While they were there, Albus received a thick envelope. He grimaced. Before he slit it open, Harry asked him what he thought was in it.

"My guess? I would say it's the Ministry again. They've sent me a letter already this summer offering me the position of Minister of Magic."

"Poor baby."

"They seem to think I had something to do with fixing the school and saving all of those students—they don't seem to understand that I had as little idea as anyone else what was going on until you fixed it."

"I didn't fix it. I got kidnapped and then I touched a rock to the ground."

Albus chuckled and slit open the envelope with a letter opener that he wandlessly conjured.

He looked through the envelope, through photos and forms until he found a cover letter. He scanned the top line a few times, and then smiled.

"The Chocolate Frog Company wants to put me on a card."

Harry laughed.

"Is that going to be a problem for you, sir?" He stuck his tongue out.

"I have wanted to be on a Chocolate Frog card since I was two," said Albus. "Possibly before."

He and Harry spent a full day brainstorming the different facts Albus could put on his card—Harry didn't tell him that he already knew the final card would read that he had conquered Grindelwald, worked with Nicolas Flamel to find the twelve uses of dragon blood, and that he enjoyed tenpin bowling and chamber music.

In mid-August when they returned to Hogwarts, Harry moved from his tower to live with Albus in his. Fawkes popped in shortly before Harry finished moving. He grabbed his perch from Harry's old room, and teleported it to Albus's office and put it on the desk. He went to Albus, who stroked his feathers and smiled, and then to Harry, who transformed into a phoenix to say goodbye.

The second Harry was in his phoenix form, Fawkes grabbed Harry's tail with his talons, and teleported him an inch above the golden perch. Harry quickly grabbed onto the perch so that he didn't fall over, and Fawkes didn't land at all. He sang a song like a laugh, and took off, out the open window.
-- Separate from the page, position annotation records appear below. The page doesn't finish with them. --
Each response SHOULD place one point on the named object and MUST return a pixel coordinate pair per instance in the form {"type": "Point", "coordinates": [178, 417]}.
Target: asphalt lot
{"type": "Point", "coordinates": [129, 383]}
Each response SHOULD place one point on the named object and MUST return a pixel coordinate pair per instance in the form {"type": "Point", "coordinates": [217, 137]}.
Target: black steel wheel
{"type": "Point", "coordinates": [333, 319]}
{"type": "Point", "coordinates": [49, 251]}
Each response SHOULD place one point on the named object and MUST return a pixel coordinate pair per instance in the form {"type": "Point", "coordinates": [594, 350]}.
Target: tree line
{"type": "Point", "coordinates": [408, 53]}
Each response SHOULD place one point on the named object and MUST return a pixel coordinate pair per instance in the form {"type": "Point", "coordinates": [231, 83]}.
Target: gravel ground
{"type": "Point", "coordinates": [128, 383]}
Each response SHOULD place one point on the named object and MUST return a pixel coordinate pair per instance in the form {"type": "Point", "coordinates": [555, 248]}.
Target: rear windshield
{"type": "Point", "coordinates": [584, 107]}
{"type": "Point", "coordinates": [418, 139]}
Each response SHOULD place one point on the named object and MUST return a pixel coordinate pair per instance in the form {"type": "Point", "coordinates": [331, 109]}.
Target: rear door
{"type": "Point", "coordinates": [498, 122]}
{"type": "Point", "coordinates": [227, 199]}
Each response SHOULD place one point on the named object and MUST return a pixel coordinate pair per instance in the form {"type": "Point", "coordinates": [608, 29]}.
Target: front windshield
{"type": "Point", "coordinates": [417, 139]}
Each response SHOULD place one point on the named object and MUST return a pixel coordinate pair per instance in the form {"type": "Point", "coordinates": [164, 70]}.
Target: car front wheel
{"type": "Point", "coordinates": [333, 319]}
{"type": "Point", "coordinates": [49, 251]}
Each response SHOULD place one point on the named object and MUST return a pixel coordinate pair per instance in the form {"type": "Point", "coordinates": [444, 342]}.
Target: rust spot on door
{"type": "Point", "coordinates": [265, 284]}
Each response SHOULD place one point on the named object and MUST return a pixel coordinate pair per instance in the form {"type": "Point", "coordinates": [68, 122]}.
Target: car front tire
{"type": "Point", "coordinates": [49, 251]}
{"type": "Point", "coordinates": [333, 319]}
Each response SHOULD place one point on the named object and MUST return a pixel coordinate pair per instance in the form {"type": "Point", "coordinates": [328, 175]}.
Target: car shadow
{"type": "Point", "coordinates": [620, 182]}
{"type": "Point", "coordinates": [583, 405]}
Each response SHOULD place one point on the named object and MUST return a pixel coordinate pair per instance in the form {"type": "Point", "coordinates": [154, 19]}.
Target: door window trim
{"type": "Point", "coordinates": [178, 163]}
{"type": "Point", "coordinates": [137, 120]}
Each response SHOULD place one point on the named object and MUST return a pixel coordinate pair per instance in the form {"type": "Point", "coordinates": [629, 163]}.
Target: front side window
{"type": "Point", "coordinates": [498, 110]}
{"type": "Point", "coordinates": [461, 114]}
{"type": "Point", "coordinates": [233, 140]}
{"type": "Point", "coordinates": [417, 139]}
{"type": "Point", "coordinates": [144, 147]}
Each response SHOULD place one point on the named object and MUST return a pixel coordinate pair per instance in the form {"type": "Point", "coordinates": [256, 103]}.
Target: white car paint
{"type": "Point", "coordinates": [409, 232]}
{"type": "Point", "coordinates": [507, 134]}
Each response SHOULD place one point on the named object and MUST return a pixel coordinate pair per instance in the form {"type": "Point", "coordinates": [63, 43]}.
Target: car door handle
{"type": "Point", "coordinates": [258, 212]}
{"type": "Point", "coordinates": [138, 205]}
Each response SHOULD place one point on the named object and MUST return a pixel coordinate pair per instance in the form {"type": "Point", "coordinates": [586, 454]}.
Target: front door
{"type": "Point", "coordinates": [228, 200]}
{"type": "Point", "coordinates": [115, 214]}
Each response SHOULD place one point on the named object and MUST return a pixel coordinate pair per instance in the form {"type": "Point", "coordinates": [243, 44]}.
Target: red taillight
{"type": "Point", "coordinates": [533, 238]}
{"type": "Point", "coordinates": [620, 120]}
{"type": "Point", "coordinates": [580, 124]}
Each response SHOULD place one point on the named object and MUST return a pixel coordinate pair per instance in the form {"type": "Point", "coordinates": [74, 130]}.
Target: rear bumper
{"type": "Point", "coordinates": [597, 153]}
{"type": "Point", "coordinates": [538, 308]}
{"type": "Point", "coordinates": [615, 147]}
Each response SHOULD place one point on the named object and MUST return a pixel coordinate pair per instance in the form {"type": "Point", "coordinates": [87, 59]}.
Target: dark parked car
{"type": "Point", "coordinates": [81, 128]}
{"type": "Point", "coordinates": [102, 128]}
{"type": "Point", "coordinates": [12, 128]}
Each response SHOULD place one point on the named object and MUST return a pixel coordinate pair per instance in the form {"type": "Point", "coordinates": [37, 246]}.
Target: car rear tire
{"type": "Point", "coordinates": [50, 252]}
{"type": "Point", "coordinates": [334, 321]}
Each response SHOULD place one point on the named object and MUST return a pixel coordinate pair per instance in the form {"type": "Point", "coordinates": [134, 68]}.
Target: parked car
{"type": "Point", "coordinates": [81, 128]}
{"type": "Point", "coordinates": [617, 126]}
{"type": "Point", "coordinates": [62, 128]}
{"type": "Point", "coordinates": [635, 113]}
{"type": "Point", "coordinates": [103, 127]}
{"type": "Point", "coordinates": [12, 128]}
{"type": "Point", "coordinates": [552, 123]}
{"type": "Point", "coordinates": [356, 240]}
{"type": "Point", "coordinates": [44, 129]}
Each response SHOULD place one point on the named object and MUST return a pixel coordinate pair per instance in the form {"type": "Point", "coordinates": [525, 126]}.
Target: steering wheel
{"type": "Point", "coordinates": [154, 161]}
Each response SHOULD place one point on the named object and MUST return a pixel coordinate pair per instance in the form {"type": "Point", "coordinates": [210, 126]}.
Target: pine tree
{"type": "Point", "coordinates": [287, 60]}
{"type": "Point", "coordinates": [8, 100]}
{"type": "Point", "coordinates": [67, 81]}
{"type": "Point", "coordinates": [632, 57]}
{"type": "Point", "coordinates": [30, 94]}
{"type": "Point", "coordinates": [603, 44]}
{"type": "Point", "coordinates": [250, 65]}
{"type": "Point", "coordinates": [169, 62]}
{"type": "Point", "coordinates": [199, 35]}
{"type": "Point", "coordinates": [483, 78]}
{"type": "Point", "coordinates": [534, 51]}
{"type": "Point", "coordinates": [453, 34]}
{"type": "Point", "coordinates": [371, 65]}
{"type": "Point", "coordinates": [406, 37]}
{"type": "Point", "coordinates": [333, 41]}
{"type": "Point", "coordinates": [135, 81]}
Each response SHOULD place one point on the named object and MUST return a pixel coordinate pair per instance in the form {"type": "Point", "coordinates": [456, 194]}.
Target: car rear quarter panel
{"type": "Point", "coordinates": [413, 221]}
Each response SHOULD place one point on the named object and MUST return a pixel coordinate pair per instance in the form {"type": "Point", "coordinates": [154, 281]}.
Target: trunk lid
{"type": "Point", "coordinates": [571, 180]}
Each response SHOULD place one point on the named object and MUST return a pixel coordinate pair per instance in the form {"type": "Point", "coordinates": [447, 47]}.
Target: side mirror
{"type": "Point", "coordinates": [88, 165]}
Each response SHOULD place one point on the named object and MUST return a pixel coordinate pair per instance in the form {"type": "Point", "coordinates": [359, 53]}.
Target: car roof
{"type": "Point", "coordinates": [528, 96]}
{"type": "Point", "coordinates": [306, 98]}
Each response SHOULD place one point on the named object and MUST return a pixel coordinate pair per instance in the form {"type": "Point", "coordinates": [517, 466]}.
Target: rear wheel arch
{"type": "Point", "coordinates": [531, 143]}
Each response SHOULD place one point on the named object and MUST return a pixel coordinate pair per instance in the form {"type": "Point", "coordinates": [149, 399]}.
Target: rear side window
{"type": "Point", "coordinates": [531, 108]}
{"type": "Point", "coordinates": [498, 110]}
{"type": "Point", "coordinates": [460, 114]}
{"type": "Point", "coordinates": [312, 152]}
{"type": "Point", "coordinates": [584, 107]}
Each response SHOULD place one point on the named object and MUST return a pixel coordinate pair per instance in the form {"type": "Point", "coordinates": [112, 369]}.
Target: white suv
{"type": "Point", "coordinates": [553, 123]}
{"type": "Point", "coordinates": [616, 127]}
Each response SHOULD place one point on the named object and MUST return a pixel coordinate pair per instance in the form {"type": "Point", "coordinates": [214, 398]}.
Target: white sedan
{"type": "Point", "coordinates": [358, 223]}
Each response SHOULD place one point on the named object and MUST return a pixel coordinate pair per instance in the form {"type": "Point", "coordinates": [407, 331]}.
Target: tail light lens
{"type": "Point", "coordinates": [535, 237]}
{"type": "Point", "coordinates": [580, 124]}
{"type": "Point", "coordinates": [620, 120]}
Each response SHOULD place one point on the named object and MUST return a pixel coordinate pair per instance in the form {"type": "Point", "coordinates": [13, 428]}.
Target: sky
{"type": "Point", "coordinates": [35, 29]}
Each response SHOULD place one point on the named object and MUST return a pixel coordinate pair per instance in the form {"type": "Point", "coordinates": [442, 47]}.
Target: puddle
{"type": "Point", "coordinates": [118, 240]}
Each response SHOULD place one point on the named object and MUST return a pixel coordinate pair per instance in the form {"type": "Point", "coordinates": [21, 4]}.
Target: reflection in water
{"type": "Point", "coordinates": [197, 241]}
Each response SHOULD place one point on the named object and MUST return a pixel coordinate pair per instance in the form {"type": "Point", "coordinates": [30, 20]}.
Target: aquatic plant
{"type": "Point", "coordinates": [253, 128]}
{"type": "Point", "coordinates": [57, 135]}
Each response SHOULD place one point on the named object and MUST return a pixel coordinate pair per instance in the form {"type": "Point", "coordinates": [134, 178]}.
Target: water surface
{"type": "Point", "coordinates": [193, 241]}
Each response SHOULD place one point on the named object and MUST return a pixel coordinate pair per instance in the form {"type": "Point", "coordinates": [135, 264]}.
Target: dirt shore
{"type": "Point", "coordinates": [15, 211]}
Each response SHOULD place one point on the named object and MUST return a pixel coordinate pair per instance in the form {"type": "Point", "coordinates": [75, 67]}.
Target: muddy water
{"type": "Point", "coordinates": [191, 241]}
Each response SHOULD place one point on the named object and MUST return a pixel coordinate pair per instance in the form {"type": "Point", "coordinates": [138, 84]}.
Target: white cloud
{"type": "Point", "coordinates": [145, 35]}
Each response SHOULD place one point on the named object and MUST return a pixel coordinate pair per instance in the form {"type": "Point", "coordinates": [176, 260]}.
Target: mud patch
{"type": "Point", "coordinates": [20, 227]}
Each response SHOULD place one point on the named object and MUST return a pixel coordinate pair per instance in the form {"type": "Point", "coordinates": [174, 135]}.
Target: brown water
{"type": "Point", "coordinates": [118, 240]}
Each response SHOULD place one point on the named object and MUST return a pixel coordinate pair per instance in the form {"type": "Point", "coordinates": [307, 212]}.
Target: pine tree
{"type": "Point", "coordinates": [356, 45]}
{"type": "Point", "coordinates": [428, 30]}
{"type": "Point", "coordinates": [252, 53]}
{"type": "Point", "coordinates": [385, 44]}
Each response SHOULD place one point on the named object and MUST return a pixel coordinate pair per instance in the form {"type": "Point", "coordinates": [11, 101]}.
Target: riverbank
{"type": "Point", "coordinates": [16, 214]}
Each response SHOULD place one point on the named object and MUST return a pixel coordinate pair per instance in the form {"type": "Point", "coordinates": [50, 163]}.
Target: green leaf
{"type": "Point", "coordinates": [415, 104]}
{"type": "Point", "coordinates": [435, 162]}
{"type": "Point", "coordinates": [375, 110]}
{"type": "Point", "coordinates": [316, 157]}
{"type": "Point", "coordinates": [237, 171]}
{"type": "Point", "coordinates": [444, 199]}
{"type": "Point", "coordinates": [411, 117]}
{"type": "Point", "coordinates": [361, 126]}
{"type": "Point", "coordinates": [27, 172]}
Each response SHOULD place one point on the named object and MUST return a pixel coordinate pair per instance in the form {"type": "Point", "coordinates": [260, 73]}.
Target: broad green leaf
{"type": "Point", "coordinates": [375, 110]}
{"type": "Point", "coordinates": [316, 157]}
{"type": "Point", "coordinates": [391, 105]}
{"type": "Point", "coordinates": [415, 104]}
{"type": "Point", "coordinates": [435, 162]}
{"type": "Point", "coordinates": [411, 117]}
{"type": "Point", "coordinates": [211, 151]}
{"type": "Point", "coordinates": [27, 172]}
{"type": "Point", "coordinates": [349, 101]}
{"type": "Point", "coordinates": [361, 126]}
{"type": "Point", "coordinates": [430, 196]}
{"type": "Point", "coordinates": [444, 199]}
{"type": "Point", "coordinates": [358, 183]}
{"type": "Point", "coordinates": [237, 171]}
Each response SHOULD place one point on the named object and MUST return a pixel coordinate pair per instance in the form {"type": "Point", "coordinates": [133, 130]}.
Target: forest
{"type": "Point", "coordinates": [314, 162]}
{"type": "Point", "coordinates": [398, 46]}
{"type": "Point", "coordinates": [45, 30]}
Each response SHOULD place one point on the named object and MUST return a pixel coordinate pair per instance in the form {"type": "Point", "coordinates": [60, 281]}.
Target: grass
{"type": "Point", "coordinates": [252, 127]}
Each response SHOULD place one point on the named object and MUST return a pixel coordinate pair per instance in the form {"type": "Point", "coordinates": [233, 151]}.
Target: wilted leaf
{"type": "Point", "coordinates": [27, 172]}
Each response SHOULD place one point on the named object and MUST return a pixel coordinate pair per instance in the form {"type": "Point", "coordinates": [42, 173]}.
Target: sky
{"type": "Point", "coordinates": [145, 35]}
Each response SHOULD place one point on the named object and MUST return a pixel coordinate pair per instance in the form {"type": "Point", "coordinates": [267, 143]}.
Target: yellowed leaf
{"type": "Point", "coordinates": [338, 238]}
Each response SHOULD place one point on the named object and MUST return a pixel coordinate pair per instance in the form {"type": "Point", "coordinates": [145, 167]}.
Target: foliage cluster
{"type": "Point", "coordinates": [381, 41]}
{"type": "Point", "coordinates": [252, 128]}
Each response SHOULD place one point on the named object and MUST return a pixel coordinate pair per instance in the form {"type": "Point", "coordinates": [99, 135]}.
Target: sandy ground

They saw him again once in a while; he popped in from time to time to see how they were getting along without him, but he never stood on that golden perch again, for it was no longer his; it was Harry's, and Harry would spend a number of years perched there.

And even though almost all of Harry's soul was back in his body, sometimes, late at night, when it was just Harry and Albus together in their big purple bed, both of them swore they could hear chamber music playing through the distant halls of Hogwarts.

They didn't hear from Voldemort for a good many years-or at least no sooner than they expected to, and for that time, neither Albus nor Harry could have been happier.